Converting Perkins and FFELP Loans into federal Direct Loans
While FFELP loan payments are suspended, you may consider converting your Perkins and FFELP loans into federal Direct Consolidation Loans. When converted to a federal Direct Consolidation Loan, they become eligible for coronavirus relief under the current repayment pause.
Getting credit toward loan forgiveness
If you’re enrolled in an income-driven repayment plan, you’ll continue to receive credit toward loan forgiveness during the repayment suspension period. In addition, if you’re working full-time for a qualifying employer, you’ll also receive credit toward the 10 years of payments needed to qualify for Public Service Loan Forgiveness.
Getting credit toward loan rehabilitation
It’s important to keep in mind that entering into a new rehabilitation loan agreement during the coronavirus relief period won’t qualify you for credit toward your previous loan rehabilitation payments. Credit is only applicable for the suspended payments made after the new agreement takes effect.

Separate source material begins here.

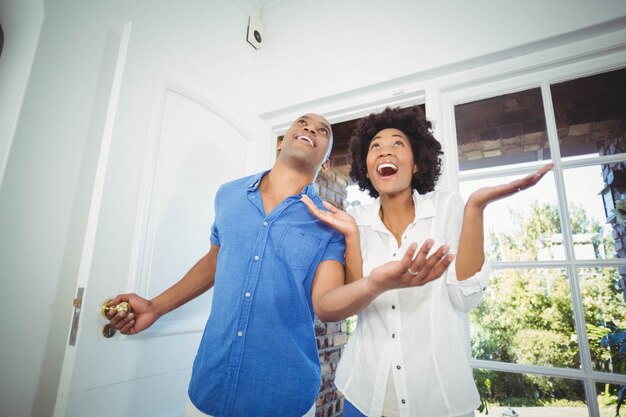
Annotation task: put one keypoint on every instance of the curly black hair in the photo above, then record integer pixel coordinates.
(426, 149)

However, if you’ve previously defaulted on your federal student loans and entered into a new rehabilitation loan agreement by making nine monthly payments, all your suspended payments will count.

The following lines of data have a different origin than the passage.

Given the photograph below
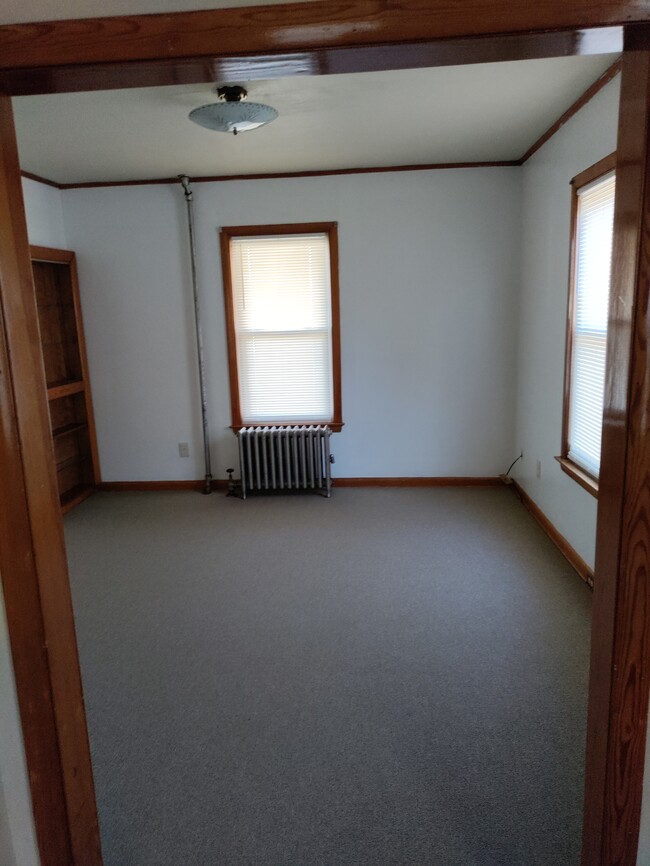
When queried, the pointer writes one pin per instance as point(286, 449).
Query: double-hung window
point(282, 309)
point(591, 254)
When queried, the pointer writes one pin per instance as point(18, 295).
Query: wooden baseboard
point(420, 481)
point(217, 484)
point(569, 553)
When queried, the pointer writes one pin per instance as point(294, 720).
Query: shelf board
point(69, 428)
point(65, 389)
point(70, 461)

Loan servicers have been instructed not to report borrowers to credit bureaus as delinquent while their payments have been suspended.
The Department of Education is also suspending “involuntary collection” on defaulted loans, and will refrain from garnishing wages, tax returns, or Social Security checks.
Should I continue to make student loan payments?
The suspension of monthly payments and the interest waiver on federal student loans is automatic — you don’t have to apply — and retroactive to March 13, 2020. Loan servicers have been instructed to place loans in administrative forbearance and stop collecting payments.
If you want to continue making payments on your federal student loans, you may be able to save money by paying them down faster. That’s because once you’ve paid any interest you owed before March 13, all your monthly payments will go toward paying down the loan principal.
Should you continue to make student loan payments even during the administrative forbearance? It’s not as simple as yes or no. On one hand, it does make financial sense to make interest-free payments. By paying down your principal balance, you can either pay off your loans sooner or potentially accrue less overall interest when the forbearance period ends.
On the other hand, if you’re still suffering from financial hardships caused by the pandemic, you could take this opportunity to redirect this money to a bill or payment that ensures you have the food, shelter, and items you need.
What happens when coronavirus relief expires?
The coronavirus student loan relief Congress provided through the CARES Act has been extended several times. When coronavirus relief measures finally expire, federal student loan borrowers who are having trouble making their monthly payments can seek relief by enrolling in an income-driven repayment plan, or applying for deferment or forbearance.
Student loan refinancing
Federal student loans provide borrower protections that can be important during times of economic uncertainty, including access to income-driven repayment plans and the right to place loans in deferment or forbearance in some situations. If you’re refinancing federal student loans with private lenders, you’ll lose access to these programs.
However, incentives remain for refinancing private student loans at rates that are low by historical standards. Incentives to refinance include:
- Reducing monthly student loan payments by extending the loan term
- Reducing total repayment costs by refinancing at a lower interest rate
- Locking in a fixed interest rate by refinancing a private variable-rate loan with a fixed-rate loan
If the interest waiver on federally held loans expires on September 1, 2023, many parents, professionals, and postgraduate degree holders repaying high-interest federal PLUS Loans may again have incentives to refinance.